Favorite Thanksgiving Crafts at No Time for Flashcards

What are you thankful for? picture and frame at No Time for Flashcards

This is the song I will be teaching to six little 3-year-olds at our Thanksgiving party on Tuesday. (Thanks to the Ant Bug for teaching it to me)

Sing to the tune of “Are You Sleeping?”

It’s November.

Let’s give thanks.

Family at the table.

Thanksgiving is great.

(and add a gobble, gobble for fun)

Sunday evening I had a craving for something pumpkin-ish and sweet. My willing husband obliged me by making Pumpkin Bars. Delicious, and I wanted to eat the whole pan (pumpkin is healthy-right?!). Ours turned out more like cake instead of bars, so we ate it with a fork.  I had to share the recipe, because they are really yummy!

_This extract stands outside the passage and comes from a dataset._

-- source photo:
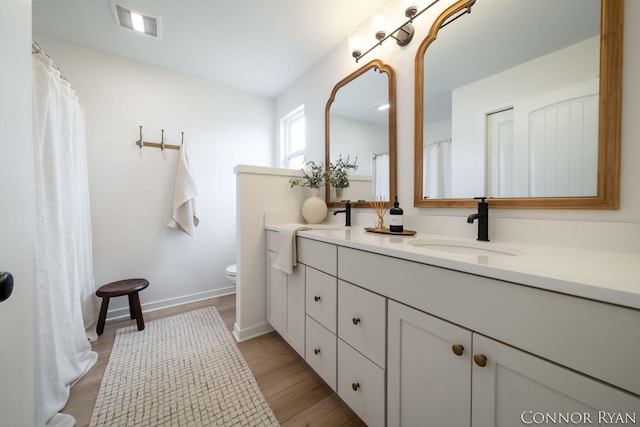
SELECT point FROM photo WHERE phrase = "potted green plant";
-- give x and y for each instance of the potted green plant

Pumpkin Bars (from Better Homes and Gardens New Cook Book)

2 cups all-purpose flour

1 1/2 cups sugar

2 tsp. baking powder

2 tsp. ground cinnamon

1 tsp. baking soda

1/4 tsp. salt

1/4 tsp. ground cloves

4 beaten eggs

1 16-ounce can pumpkin

1 cup cooking oil

*Cream Cheese Frosting

In  a large mixing bowl stir together the flour, sugar, baking powder, cinnamon, baking soda, salt, and cloves. Stir in the eggs, pumpkin, and oil till combined. Spread batter in an ungreased 15x10x1-inch baking pan.

Bakin in a 350 degree oven 25-30 minutes or till a wooden toothpick inserted near the center comes out clean. Cool for 2 hours on a wire rack. Spread with Cream cheese Frosting; cut into bars. Makes 48 bars.

*Cream Cheese Frosting

Beat together 3-ounces cream cheese, softened; 1/4 cup butter or margarine, softened; and 1 tsp vanilla till light and fluffy. Gradually add 1 cup sifted powdered sugar, beating well. Gradually beat in 1 1/2 to 1 3/4 cups additional powdered sugar to reach spreading consistency.